Freitag, 31. Juli 2009
Was ich nicht haben kann...
Es sind immer die kleinen Dinge, die ich vermisse, die Alltäglichkeiten. Manchmal springen mich einzelne Bilder geradezu an, völlig unvermittelt, während ich im Taxi sitze und nach Hause fahre: plötzlich sehe ich vor mir, wie ich irgendwann vor einem Kleiderschrank stehe (gleich, was für einem) mit all meinen Sachen drin. Ich habe wieder freie Auswahl, die roten Schuhe oder doch neutrale schwarze? Die weiße Bluse mit den Schluppen – vielleicht ein Schal dazu?
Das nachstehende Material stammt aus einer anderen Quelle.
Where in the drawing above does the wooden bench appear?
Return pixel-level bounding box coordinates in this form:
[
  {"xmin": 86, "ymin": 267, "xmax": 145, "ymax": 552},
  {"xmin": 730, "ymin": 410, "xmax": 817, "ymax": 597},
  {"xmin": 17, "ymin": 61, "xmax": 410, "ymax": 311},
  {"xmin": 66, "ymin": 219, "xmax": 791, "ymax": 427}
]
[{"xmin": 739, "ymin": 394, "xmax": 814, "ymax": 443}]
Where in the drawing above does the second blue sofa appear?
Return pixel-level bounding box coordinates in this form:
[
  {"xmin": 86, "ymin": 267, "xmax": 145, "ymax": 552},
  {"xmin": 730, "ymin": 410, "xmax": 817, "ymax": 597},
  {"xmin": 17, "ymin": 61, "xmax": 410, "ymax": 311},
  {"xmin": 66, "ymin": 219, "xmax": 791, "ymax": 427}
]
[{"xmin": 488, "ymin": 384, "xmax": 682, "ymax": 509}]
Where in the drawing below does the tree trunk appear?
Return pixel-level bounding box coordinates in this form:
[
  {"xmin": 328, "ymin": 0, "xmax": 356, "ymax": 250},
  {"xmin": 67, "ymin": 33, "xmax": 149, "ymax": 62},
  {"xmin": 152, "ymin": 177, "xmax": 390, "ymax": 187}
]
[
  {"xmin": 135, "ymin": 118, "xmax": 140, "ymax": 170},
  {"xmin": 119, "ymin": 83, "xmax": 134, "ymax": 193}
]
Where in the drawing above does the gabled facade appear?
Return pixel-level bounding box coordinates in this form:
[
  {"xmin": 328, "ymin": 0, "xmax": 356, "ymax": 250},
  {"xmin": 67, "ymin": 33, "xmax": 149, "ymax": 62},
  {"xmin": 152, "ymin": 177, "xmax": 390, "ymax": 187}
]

Jackett oder Strickjacke? Noch im Bett liegend ärgere ich mich morgens das erste Mal, wenn ich an die erbärmliche, klägliche, begrenzte Auswahl im Kleiderschrank hier denke, die mir durch die Gepäckbegrenzung der Fluggesellschaften aufgezwungen wurde. Jedes Teil schon unzählige Male getragen, zunehmend jede mögliche Kombination probiert. Mein Widerwillen geht so weit, daß ich nicht mehr sicher sagen kann: bilde ich mir die Fussel und Verschleißerscheinungen ein, oder ist der gesamte Kofferinhalt inzwischen ein Fall für die Diakonie?

Ich träume auch vom Winter, von Kälte, von trockener Luft. Von Schals und Mützen, dem Kratzen am Hals wenn man sich den ersten Wollschal des Jahres umlegt, und dem molligen Gefühl, sich auf dem Sofa in Decken einzuwickeln. Von Eisblumen am Fenster und raschelndem Herbstlaub. Kastanientierchen. Grünkohl. Hier ist sowas wie Winter – jedenfalls die kühle und trockene Jahreszeit, trotzdem feuchter und wärmer, als mir lieb ist.

Zu anderen Zeit denke ich ganz unvermittelt an bestimmte Bücher, die ich jetzt gerne in Händen hielte. Um etwas nachzulesen. Oder eines meiner Lieblingsbücher zum zehnten Mal zu lesen. An denselben Stellen wie immer zu lachen. Ich weiß, hier handelt es sich um einen klassischen Fall des „auf der anderen Seite vom Zaun ist das Gras immer grüner“-Syndroms – hätte ich das Buch jetzt und hier verfügbar, würde ich es vermutlich gar nicht mehr lesen wollen. Trotzdem. Das ist es ja gerade.

Gestern stand ich mit einer Zigarette auf dem Dach, nachmittags, in der Hand einen Becher viel zu starken Filterkaffee mit Milchpulver und schaute dem Fluß zu. Kleine Grasinseln trieben Richtung Atlantik, während sich der Strom grau-braun dahinwälzte, in der diesigen Ferne sieht man schemenhaft die Hochhäuser von Brazzaville. Jetzt einfach aus der Tür unten gehen, die Straße hinunter, ins Café. Eine Freundin treffen. Plaudern. Milchkaffee trinken. Ein bißchen überlegen: Waffel, oder lieber nicht? Sich dann doch hinreißen lassen, eine Waffel mit Kirschen und Sahne genießen. Das wäre fein. Leider so völlig ausgeschlossen.